The Burial Hour Excerpt
“Mommy.”
“In a minute.”
They trooped doggedly along the quiet street on the Upper East Side, the sun low this cool autumn morning. Red leaves, yellow leaves spiraled from sparse branches.
Mother and daughter, burdened with the baggage that children now carted to school.
In my day . . .
Claire was texting furiously. Her housekeeper had—wouldn’t you know it?—gotten sick, no, possibly gotten sick, on the day of the dinner party! The party. And Alan had to work late. Possibly had to work late.
As if I could ever count on him anyway.
Ding.
The response from her friend:
Sorry, Carmellas busy tnight.
Jesus. A tearful emoji accompanied the missive. Why not type the Goddamn “o” in “tonight”? Did it save you a precious millisecond? And remember apostrophes?
“But, Mommy . . .” A nine-year-old sing-songy tone.
“A minute, Morgynn. You heard me.” Claire’s voice was a benign monotone. Not the least angry, not the least peeved or piqued. Thinking of the weekly sessions: sitting in the chair, not lying back on the couch—the good doctor didn’t even have a couch in his, office—Claire attacked her nemeses, the anger and impatience, and she had studiously worked to avoid snapping or shouting when her daughter was annoying (even when she behaved that way intentionally, which, Claire calculated, was easily one quarter of the girl’s waking hours).
And I’m doing a damn good job of keeping a lid on it.
Reasonable. Mature. “A minute,” she repeated, sensing the girl was about to speak.

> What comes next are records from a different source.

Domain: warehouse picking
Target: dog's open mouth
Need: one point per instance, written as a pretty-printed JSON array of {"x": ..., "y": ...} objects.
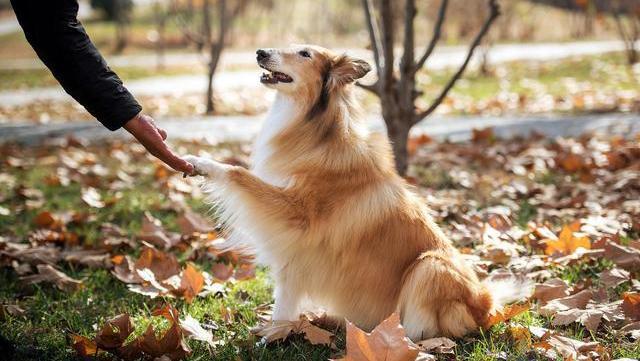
[{"x": 273, "y": 77}]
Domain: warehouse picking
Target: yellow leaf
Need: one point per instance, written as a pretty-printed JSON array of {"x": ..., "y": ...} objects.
[
  {"x": 507, "y": 313},
  {"x": 568, "y": 241}
]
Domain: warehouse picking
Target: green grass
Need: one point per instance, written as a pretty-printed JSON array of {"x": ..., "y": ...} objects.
[
  {"x": 607, "y": 73},
  {"x": 52, "y": 315}
]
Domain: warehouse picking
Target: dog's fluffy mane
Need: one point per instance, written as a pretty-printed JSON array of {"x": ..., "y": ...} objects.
[{"x": 323, "y": 206}]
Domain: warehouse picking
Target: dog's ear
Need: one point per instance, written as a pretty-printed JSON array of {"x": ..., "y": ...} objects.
[{"x": 345, "y": 70}]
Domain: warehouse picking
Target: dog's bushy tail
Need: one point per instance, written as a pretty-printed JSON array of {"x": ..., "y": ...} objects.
[{"x": 507, "y": 290}]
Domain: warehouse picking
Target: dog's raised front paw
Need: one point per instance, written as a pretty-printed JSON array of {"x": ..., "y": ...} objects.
[
  {"x": 207, "y": 167},
  {"x": 198, "y": 164}
]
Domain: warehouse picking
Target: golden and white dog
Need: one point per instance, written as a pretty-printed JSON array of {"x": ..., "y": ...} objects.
[{"x": 324, "y": 208}]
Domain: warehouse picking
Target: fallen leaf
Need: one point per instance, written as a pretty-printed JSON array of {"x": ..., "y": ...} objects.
[
  {"x": 191, "y": 222},
  {"x": 631, "y": 305},
  {"x": 153, "y": 232},
  {"x": 387, "y": 342},
  {"x": 46, "y": 273},
  {"x": 590, "y": 318},
  {"x": 222, "y": 271},
  {"x": 437, "y": 345},
  {"x": 568, "y": 348},
  {"x": 624, "y": 257},
  {"x": 614, "y": 277},
  {"x": 114, "y": 332},
  {"x": 579, "y": 300},
  {"x": 507, "y": 313},
  {"x": 245, "y": 271},
  {"x": 280, "y": 330},
  {"x": 567, "y": 242},
  {"x": 191, "y": 283},
  {"x": 84, "y": 347},
  {"x": 552, "y": 289},
  {"x": 194, "y": 330},
  {"x": 91, "y": 197}
]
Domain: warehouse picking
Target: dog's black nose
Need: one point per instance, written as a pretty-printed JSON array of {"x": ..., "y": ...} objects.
[{"x": 261, "y": 54}]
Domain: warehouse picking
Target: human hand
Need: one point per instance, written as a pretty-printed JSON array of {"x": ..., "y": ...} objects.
[{"x": 144, "y": 129}]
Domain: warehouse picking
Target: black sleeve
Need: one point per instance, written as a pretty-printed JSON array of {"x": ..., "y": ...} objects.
[{"x": 54, "y": 32}]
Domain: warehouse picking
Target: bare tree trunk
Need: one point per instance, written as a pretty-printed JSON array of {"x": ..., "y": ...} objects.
[
  {"x": 216, "y": 51},
  {"x": 161, "y": 20},
  {"x": 398, "y": 93},
  {"x": 122, "y": 25},
  {"x": 629, "y": 36}
]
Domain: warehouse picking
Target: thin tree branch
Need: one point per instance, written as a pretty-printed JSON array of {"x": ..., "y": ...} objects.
[
  {"x": 494, "y": 12},
  {"x": 437, "y": 32},
  {"x": 386, "y": 14},
  {"x": 373, "y": 88},
  {"x": 406, "y": 63},
  {"x": 374, "y": 34}
]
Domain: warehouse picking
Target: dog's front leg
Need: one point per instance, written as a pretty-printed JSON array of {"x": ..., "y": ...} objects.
[
  {"x": 287, "y": 303},
  {"x": 258, "y": 199}
]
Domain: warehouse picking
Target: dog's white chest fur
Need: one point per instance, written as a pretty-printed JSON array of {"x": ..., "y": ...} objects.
[{"x": 280, "y": 115}]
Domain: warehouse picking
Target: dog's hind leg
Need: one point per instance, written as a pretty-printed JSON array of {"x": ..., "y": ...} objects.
[{"x": 440, "y": 297}]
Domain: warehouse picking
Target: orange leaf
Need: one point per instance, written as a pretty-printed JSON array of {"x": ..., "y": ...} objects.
[
  {"x": 631, "y": 305},
  {"x": 386, "y": 342},
  {"x": 84, "y": 346},
  {"x": 191, "y": 283},
  {"x": 567, "y": 242},
  {"x": 507, "y": 313}
]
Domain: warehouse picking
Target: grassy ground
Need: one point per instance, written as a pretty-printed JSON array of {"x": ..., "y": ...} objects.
[{"x": 51, "y": 315}]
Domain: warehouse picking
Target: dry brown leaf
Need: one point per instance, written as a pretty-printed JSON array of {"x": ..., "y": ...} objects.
[
  {"x": 485, "y": 135},
  {"x": 35, "y": 255},
  {"x": 194, "y": 330},
  {"x": 567, "y": 242},
  {"x": 153, "y": 232},
  {"x": 624, "y": 257},
  {"x": 114, "y": 332},
  {"x": 508, "y": 312},
  {"x": 84, "y": 347},
  {"x": 631, "y": 329},
  {"x": 579, "y": 300},
  {"x": 614, "y": 277},
  {"x": 569, "y": 349},
  {"x": 590, "y": 318},
  {"x": 521, "y": 336},
  {"x": 92, "y": 258},
  {"x": 91, "y": 197},
  {"x": 191, "y": 283},
  {"x": 245, "y": 271},
  {"x": 13, "y": 310},
  {"x": 191, "y": 222},
  {"x": 170, "y": 344},
  {"x": 552, "y": 289},
  {"x": 280, "y": 330},
  {"x": 387, "y": 342},
  {"x": 46, "y": 273},
  {"x": 163, "y": 265},
  {"x": 631, "y": 305},
  {"x": 437, "y": 345},
  {"x": 222, "y": 271},
  {"x": 416, "y": 142}
]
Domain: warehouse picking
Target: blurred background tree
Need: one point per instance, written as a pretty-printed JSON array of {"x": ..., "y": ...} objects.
[
  {"x": 396, "y": 87},
  {"x": 119, "y": 12}
]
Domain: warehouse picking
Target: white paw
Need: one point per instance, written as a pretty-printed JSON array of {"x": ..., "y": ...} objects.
[
  {"x": 198, "y": 164},
  {"x": 207, "y": 167}
]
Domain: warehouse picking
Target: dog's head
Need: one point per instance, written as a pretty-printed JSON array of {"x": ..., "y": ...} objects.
[{"x": 308, "y": 69}]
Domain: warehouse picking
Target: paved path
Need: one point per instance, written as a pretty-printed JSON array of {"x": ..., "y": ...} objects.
[
  {"x": 244, "y": 128},
  {"x": 184, "y": 84},
  {"x": 8, "y": 25}
]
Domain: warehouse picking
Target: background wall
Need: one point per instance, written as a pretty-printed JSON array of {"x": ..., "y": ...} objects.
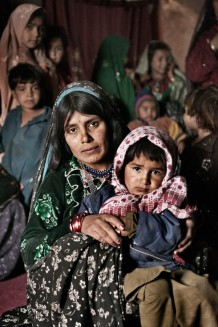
[{"x": 172, "y": 21}]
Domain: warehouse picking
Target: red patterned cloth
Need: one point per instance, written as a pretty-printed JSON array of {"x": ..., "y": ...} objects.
[{"x": 171, "y": 195}]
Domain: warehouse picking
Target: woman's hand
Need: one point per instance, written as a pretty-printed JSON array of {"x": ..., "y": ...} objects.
[
  {"x": 191, "y": 228},
  {"x": 104, "y": 228}
]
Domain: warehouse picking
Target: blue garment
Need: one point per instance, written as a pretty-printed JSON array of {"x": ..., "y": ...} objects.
[
  {"x": 156, "y": 237},
  {"x": 22, "y": 147}
]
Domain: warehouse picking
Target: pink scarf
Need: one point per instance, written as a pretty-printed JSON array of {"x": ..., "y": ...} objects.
[{"x": 171, "y": 195}]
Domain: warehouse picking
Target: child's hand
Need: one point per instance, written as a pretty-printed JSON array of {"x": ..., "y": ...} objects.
[{"x": 191, "y": 227}]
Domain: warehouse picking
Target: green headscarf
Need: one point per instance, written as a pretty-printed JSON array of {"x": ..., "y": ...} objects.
[{"x": 109, "y": 73}]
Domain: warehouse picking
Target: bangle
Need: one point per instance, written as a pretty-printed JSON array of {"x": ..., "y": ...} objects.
[{"x": 77, "y": 221}]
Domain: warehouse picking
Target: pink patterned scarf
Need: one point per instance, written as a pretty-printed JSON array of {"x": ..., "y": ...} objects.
[{"x": 171, "y": 195}]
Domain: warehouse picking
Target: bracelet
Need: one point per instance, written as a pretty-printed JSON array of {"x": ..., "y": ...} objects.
[{"x": 77, "y": 221}]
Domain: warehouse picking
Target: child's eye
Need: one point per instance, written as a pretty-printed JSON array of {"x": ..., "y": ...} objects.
[
  {"x": 94, "y": 123},
  {"x": 71, "y": 130},
  {"x": 136, "y": 168}
]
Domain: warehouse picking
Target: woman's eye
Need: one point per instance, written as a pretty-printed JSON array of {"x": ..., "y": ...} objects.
[
  {"x": 94, "y": 123},
  {"x": 29, "y": 26},
  {"x": 71, "y": 130}
]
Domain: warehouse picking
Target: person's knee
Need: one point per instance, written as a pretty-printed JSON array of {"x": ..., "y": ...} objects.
[{"x": 158, "y": 291}]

Claire slowed to a stop, flipping through her phone’s address book, lost in the maelstrom of approaching disaster. It was early but the day would vanish fast and the party would be on her like a nearby Uber. Wasn’t there someone, anyone, in the borough of Manhattan who might have decent help she could borrow to wait a party? A party for ten friggin’ people! That was nothing. How hard could it be?
She debated. Her sister?
Nope. She wasn’t invited.
Sally from the club?
Nope. Out of town. And a bitch, to boot.
Morgynn had slowed and Claire was aware of her daughter turning around. Had she dropped something? Apparently so. She ran back to pick it up.
Better not be her phone. She’d already broken one. The screen had cost $187 to fix.
Honestly. Children.
Then Claire was back to scrolling, praying for waitperson salvation. Look at all these names. Need to clean out this damn contact list. Don’t know half these people. Don’t like a good chunk of the rest. Off went another beseeching message.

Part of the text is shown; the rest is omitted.